The term “steely resolve” is one of the most used clichés in sports. For Jets safety Yeremiah Bell, however, having a steel reserve is a way of life.

 

Bell, now entering his ninth season in the league, is settling into his first year with the Jets the only way he knows how — through hard work and determination. The Kentucky native was a lightly recruited player out of high school who failed to receive a single Division I scholarship offer. Bell said he “didn’t have the money” to pay to attend college so instead of heading to campus after graduation, he went to work at a steel factory in Winchester, Ky.

 

“It was a tough job, a tiring job that’s for sure. It’s not easy moving and working with steel,” Bell told Metro New York. “It was hard work with long hours, but it was fun. I met lots of great people there that made it fun. I didn’t despise it even if my body felt it every day after work.”

 

He would wake up at 5:15 a.m. to be at work 45 minutes later and work a shift that didn’t end till 4:30 p.m. Five days a week, Bell’s job was on the press-side of the factory, where he would handle the sheets of metal and curve them for guard rails and tunnel liners.

 

He used to wake up on Sunday mornings and watch “The Roy Kidd Show,” the coach’s show of Eastern Kentucky’s head football coach. He “fell in love with it” and decided to walk on using the money from his factory job.

 

“He stood out definitely, in large part due to his speed.
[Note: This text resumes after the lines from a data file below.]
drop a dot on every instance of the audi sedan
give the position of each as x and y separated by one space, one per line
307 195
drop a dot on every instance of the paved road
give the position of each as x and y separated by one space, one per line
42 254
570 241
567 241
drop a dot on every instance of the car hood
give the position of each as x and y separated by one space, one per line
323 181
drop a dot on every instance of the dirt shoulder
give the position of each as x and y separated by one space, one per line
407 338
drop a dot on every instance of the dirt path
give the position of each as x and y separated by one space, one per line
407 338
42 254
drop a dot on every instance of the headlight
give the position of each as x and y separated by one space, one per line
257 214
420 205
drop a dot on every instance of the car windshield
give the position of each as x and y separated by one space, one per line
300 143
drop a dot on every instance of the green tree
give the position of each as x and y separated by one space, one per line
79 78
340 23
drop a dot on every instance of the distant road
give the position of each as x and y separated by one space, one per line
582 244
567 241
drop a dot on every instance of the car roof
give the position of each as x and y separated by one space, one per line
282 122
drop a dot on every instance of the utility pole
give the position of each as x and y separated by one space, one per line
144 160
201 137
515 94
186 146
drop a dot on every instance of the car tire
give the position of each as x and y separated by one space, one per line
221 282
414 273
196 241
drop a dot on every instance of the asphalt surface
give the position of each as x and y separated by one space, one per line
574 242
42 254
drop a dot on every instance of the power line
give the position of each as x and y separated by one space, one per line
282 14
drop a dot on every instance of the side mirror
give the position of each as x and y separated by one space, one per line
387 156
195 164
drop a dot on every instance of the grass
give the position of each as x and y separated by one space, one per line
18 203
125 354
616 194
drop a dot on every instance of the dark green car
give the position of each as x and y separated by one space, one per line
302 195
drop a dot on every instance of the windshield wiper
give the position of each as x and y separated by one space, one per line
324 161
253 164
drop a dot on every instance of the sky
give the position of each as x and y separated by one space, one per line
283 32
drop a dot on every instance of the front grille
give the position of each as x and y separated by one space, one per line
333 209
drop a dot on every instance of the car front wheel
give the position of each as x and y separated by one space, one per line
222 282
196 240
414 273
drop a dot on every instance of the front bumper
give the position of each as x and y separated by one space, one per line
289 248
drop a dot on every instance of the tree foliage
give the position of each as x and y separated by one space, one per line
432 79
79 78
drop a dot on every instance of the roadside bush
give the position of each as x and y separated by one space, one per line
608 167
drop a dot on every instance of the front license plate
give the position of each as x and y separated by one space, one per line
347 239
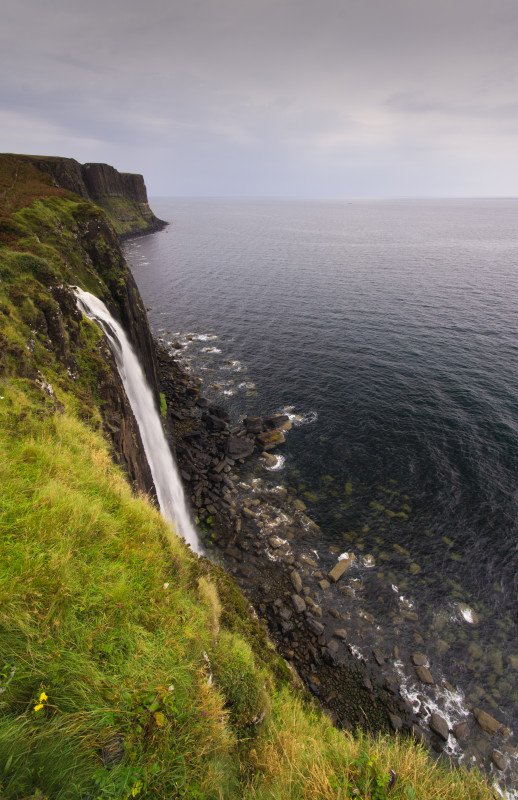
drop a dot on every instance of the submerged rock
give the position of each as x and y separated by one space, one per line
239 447
269 440
488 723
424 675
439 726
341 567
498 759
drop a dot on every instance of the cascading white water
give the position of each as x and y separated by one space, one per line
167 482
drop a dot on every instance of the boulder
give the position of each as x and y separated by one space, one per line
461 731
488 723
218 411
341 567
269 440
310 562
315 626
279 422
296 581
253 425
213 423
275 542
239 447
396 723
298 603
498 759
424 675
439 726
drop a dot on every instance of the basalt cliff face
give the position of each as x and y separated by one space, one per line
122 195
53 237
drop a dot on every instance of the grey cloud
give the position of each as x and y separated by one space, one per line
257 96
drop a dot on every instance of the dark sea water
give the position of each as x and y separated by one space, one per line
391 328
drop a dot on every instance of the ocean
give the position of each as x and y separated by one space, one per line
388 330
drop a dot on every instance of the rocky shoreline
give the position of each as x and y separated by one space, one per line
263 537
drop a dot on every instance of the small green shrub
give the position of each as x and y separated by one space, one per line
240 680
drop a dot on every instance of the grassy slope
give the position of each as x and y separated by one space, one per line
127 667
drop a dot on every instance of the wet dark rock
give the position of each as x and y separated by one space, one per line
396 723
296 581
298 603
253 425
218 411
213 423
239 447
488 723
341 568
269 440
279 422
235 553
424 675
498 759
439 726
202 402
418 733
461 731
315 626
275 542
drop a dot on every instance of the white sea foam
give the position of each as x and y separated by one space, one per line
449 705
299 419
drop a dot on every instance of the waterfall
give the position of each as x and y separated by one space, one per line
167 482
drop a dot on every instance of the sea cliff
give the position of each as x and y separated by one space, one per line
130 667
122 195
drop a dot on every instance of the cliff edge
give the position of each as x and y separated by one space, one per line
122 195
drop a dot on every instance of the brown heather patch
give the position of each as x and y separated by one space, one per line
21 183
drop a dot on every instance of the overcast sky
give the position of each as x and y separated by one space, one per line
315 98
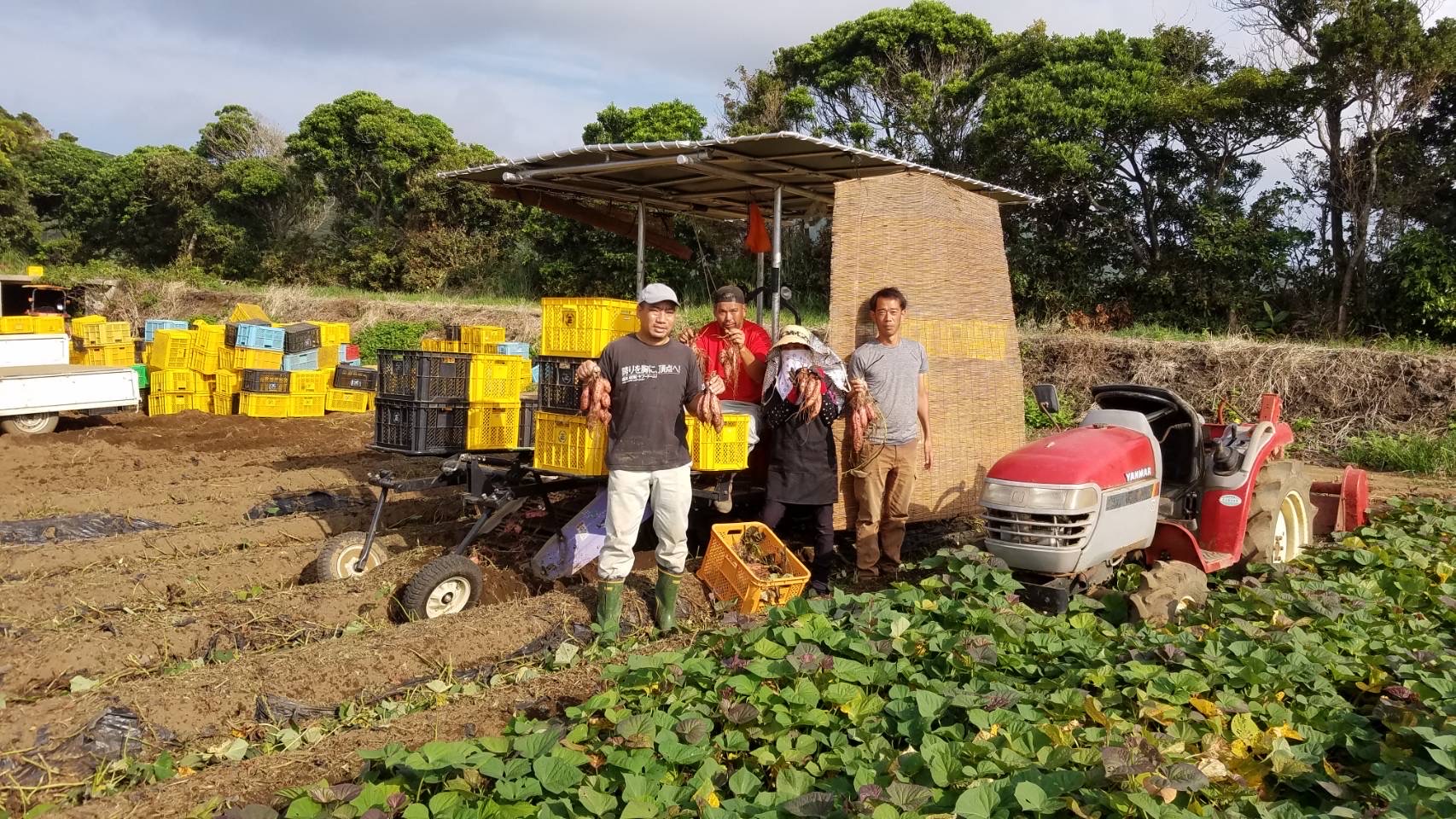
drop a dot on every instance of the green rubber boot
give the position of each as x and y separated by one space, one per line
609 608
667 587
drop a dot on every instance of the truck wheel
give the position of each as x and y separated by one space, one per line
446 585
1167 590
38 424
1280 526
340 555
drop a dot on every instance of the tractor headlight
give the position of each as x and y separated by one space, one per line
1063 499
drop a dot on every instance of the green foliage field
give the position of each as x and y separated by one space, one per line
1322 688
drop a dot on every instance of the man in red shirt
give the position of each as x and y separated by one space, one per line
732 336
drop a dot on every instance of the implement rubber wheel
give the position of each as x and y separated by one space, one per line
1167 590
340 553
1280 523
38 424
446 585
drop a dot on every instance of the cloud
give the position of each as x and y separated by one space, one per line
515 76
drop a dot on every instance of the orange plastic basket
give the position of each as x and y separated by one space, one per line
730 578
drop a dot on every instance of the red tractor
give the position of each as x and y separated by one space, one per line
1144 478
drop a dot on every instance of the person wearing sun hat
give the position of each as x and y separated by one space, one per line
653 379
802 462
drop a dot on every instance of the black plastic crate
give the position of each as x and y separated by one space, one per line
558 389
424 375
300 338
265 380
230 329
350 377
526 439
420 428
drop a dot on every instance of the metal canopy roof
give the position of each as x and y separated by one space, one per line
713 177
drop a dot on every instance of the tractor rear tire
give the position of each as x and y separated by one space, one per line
340 553
1280 523
1168 588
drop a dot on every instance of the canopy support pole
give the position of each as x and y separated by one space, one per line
757 316
641 247
778 256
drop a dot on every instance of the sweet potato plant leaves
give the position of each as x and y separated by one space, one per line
1319 688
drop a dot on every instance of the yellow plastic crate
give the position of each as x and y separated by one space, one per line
581 328
332 334
730 578
207 363
108 355
309 381
262 404
248 358
243 311
567 444
168 404
348 400
719 451
171 350
173 380
50 323
16 325
226 381
492 427
306 406
498 379
480 335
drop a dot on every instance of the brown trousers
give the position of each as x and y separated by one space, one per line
882 499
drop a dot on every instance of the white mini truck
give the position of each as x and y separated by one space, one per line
38 383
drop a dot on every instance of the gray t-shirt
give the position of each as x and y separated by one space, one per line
893 375
649 386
I think he ran a 4.3,” former Eastern Kentucky defensive coordinator Jim Tanara told Metro New York. “You could tell that he was a special kind of player from that tryout.”
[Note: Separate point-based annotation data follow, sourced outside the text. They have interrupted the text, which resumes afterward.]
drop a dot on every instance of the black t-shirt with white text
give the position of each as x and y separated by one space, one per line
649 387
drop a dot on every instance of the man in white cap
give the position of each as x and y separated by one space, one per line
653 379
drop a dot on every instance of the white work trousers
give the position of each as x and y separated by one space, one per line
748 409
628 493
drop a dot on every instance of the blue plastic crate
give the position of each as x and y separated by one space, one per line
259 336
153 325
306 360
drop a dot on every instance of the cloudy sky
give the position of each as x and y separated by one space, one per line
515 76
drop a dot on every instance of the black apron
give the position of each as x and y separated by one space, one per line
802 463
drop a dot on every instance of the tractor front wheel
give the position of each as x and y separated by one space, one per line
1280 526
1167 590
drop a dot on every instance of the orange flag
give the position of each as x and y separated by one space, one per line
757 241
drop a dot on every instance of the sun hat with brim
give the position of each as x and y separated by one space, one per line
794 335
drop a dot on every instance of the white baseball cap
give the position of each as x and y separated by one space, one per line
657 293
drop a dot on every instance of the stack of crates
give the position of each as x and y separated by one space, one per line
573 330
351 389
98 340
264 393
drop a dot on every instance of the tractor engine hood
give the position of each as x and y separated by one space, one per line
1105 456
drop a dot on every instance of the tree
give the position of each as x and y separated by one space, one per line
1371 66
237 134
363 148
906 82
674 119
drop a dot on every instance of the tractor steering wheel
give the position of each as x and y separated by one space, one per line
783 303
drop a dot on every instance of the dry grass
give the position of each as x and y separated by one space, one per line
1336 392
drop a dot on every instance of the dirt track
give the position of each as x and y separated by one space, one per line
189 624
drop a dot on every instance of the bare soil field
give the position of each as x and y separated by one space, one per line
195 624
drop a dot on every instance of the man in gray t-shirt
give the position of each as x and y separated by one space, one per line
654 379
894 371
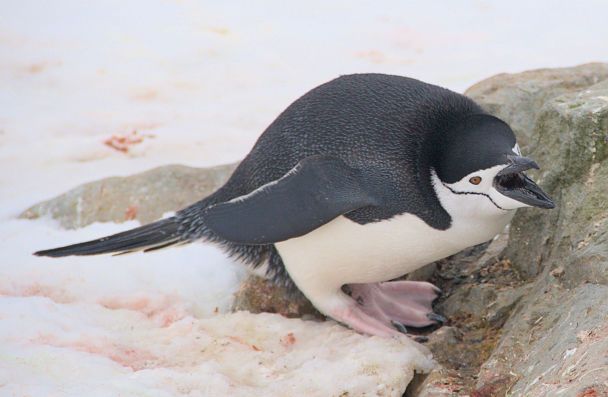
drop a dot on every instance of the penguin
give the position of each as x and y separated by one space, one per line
358 182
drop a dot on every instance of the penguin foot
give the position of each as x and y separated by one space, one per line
407 303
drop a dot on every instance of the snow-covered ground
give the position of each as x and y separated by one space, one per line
198 81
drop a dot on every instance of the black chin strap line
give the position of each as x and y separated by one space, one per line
477 193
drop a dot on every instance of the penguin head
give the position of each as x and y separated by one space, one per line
480 159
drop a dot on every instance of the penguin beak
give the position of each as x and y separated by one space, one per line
513 183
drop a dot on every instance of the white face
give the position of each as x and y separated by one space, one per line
477 191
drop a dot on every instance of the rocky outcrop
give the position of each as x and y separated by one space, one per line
145 196
527 312
530 317
555 341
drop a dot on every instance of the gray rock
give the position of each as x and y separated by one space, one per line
517 97
257 295
144 196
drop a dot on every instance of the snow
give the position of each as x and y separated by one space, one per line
198 81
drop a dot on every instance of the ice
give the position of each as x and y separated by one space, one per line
199 81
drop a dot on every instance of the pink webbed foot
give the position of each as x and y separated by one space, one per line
398 304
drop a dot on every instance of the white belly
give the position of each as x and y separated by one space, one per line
343 251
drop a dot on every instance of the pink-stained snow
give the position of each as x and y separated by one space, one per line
95 89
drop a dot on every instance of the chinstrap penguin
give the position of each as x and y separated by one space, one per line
360 181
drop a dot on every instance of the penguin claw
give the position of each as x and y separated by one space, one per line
399 327
438 318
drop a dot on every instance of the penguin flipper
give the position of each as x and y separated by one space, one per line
317 190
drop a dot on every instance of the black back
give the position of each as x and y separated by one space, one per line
389 127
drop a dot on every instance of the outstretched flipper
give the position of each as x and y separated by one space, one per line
317 190
156 235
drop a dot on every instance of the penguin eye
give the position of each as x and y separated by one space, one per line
476 180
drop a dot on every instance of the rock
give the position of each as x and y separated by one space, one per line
440 382
145 196
517 97
258 295
554 341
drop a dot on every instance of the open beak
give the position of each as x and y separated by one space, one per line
513 183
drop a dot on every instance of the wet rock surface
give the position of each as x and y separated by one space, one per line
145 196
531 317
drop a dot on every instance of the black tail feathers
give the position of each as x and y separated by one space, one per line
156 235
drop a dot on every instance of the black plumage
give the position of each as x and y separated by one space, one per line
389 131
He would shine in the Colonels’ secondary and become a sixth-round pick in the 2003 NFL Draft. Since then, he’s become one of the most consistent safeties in the NFL, registering over 100 tackles each of the past four seasons.

Tanara said that Bell’s unusual path to the NFL played a part in his success. Those long hours in the steel factory helped not only to physically shape the then teenager, but also prepared him mentally. To this day, Bell still visits his friends at the steel factory, just to stop by and catch-up with old co-workers. Just a few weeks before signing with the Jets, Bell paid a visit to the factory.

He never pursued college football as a means to getting to the NFL. College was first and foremost on his mind when he enrolled at the school and everything else was secondary.

“Those two years at the steel mill, they taught me about the value of hard work, of showing up every day and doing what I’m supposed to do,” Bell said. “If I wanted things in life, I had to earn them. I’ve never forgotten that and I’ve never forgotten those moments.”